I often feel like my experience with motherhood and life is like a big game of Tetris. With geometric shapes falling out of the sky, it’s my responsibility to make sure they land in their proper place and stack in the most efficient manner. It’s fun in the beginner levels: rarely are any shapes misplaced and it’s easy to “clear a line,” making sure the matrix never even fills half-way. But, as the levels begin to advance, the game gets harder. More and more shapes fall unguided and soon they stack up, out of place. Those neglected shapes are soon outweighing, by far, the ones I am able to place intentionally.
Some of the labels I give my Tetris shapes could be routines, teaching moments, family dinner, housework, uplifting others, education, and the list can go on. When too many shapes begin to pile up, the stack can quickly get too close to the top. Sometimes I feel like I may as well just quit trying, because I will lose no matter what I do. When I have an optimistic mindset, I remember that the game can change with just a couple right moves. Before I know it, I “clear a line” and things are manageable again.
Depression is growing among our society at a high rate. Even children are being affected by depression like never before. Dr. Martin Seligman, author of Learned Optimism and The Optimistic Child, has found the most often cause of depression is a pessimistic thought pattern. He suggests that optimism is the key component in fighting off depression. Optimism begins with our beliefs about ourselves and the world around us. It can be learned.
Optimism is stifled when we see everything in life through eyes of “permanence.” Things change, often for the better. Dr. Seligman’s research shows that when thinking of less-than-perfect situations in life, using words like “today”, “sometimes”, and “lately” instead of “always” and “never” set up a platform for positive thinking. It also provides the motivation to begin moving in a more desirable direction to improve your life. Looking at less-than-ideal factors in life as changeable can give us motivation to do and to try.
When I got pregnant with my third child, I decided that I wanted to have an all-natural birth. To help me through my birthing time, I learned to use self-hypnosis. In my training program there was a particular article that stuck with me through my baby’s birth and in life ever since. The article cautioned that many people question whether they will be “prepared enough” or if the “hypnosis will be strong enough” when things progress to the most difficult point. The article advised that when those doubts creep in, instead of asking the pessimistic question, “What if I didn’t prepare enough? or “What if I’m not really in hypnosis?” ask yourself this more optimistic question, “What if I HAVE done enough?”
In the back of my mind I constantly have questions like these: Do I have enough “I love you rituals” with my children? Will the responsibilities I have given my children be enough to teach them to be workers and take ownership in their lives? Am I providing my children with the experiences they need to grow in all facets of life? What if I’m not seeing an opportunity or a need in one of my children? Do I allow too much time for things of lesser priorities? Sometimes, all I can see are the Tetris blocks piling up too close to the top. Of course, there is always room for improvement. But, I can spiral into a feeling of hopelessness if I permit myself to answer these questions negatively, believing that I am failing.

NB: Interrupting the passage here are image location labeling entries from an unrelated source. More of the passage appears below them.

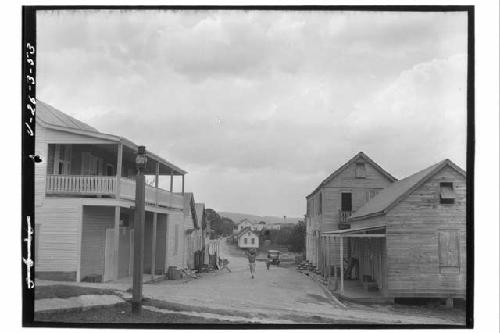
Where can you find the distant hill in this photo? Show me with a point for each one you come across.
(237, 217)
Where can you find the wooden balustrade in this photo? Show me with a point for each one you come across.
(104, 185)
(344, 215)
(85, 185)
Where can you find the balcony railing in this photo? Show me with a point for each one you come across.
(105, 185)
(344, 215)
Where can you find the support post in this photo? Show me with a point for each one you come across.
(155, 222)
(182, 184)
(171, 181)
(341, 265)
(153, 246)
(119, 162)
(116, 233)
(116, 241)
(140, 190)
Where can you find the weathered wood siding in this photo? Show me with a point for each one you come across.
(96, 219)
(347, 182)
(412, 239)
(175, 257)
(161, 243)
(41, 148)
(59, 223)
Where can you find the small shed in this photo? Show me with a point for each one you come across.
(247, 239)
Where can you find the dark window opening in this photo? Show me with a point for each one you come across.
(447, 195)
(360, 170)
(346, 202)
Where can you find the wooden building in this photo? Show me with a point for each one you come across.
(248, 238)
(84, 203)
(335, 199)
(410, 239)
(202, 256)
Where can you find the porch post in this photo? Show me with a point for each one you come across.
(182, 184)
(116, 240)
(153, 246)
(341, 265)
(119, 162)
(155, 222)
(171, 181)
(116, 231)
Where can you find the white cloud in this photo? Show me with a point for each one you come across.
(260, 106)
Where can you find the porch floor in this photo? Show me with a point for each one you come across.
(355, 292)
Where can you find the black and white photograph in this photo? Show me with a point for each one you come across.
(244, 167)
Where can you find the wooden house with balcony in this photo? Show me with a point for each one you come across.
(408, 241)
(335, 199)
(84, 203)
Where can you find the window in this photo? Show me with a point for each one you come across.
(62, 160)
(447, 195)
(110, 170)
(449, 253)
(92, 165)
(360, 170)
(370, 194)
(346, 202)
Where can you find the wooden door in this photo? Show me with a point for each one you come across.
(109, 256)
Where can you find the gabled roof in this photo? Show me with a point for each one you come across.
(200, 208)
(244, 220)
(393, 194)
(245, 230)
(50, 117)
(347, 164)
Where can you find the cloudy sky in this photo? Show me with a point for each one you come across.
(259, 107)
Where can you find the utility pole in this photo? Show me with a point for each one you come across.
(140, 190)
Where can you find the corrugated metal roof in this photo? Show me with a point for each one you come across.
(390, 195)
(53, 116)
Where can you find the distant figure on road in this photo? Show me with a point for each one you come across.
(225, 262)
(251, 260)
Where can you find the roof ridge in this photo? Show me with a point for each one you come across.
(346, 164)
(419, 178)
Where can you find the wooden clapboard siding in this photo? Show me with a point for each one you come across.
(412, 232)
(348, 183)
(96, 219)
(59, 222)
(41, 148)
(161, 242)
(175, 258)
(148, 240)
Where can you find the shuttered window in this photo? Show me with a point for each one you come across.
(62, 160)
(449, 253)
(447, 195)
(360, 170)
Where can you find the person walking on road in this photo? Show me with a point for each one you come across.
(252, 254)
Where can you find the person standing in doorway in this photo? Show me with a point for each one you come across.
(252, 254)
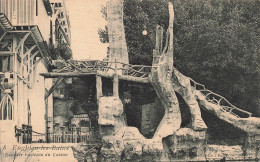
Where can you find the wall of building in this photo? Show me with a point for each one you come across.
(25, 13)
(37, 102)
(19, 12)
(43, 21)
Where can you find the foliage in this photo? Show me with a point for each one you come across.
(216, 42)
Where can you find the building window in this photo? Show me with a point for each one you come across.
(6, 108)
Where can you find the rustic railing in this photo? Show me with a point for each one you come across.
(141, 71)
(219, 100)
(59, 138)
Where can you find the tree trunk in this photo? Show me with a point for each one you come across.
(166, 80)
(116, 32)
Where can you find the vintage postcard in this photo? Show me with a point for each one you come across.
(129, 80)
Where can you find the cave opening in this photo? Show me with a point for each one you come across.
(143, 109)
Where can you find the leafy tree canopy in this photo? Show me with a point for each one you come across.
(216, 42)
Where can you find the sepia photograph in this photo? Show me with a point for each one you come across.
(129, 80)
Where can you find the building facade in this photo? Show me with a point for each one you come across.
(33, 33)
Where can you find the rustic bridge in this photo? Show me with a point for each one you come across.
(135, 73)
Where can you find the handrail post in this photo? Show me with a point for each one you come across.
(115, 82)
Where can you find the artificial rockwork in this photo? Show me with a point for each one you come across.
(171, 141)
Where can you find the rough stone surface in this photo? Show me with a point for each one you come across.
(187, 144)
(250, 125)
(217, 152)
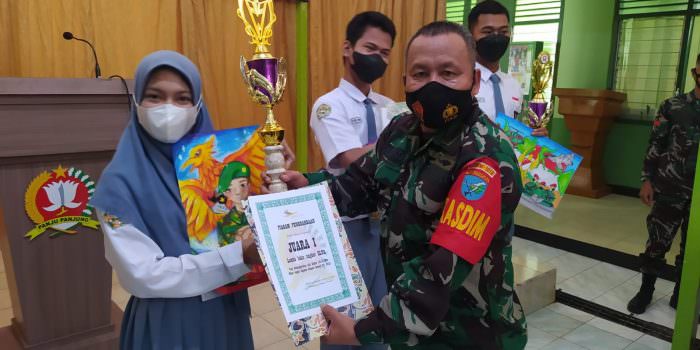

Instead I combat these thoughts with the one question, “What if the things I am doing ARE enough?” Then I begin thinking of my efforts, my feelings for my children, the few Tetris shapes that I AM able to get a solid hold of and put in place before they fall. I cling to hope. As I do this, I find myself taking courage and refusing to let myself get discouraged and overwhelmed.
Motherhood is very demanding but I believe that every effort counts. No mother is perfect. Each of us can only give what we know to be our very best and we must hold to the idea that our efforts WILL be enough.
QUESTION: What are some strategies you use to facilitate positive thinking in your life?
CHALLENGE: The next time you feel overwhelmed and unable keep up with the demands of your life, try to see all the good you contribute to your family and the world around you. Ask yourself the question, “What if what I am doing is enough?”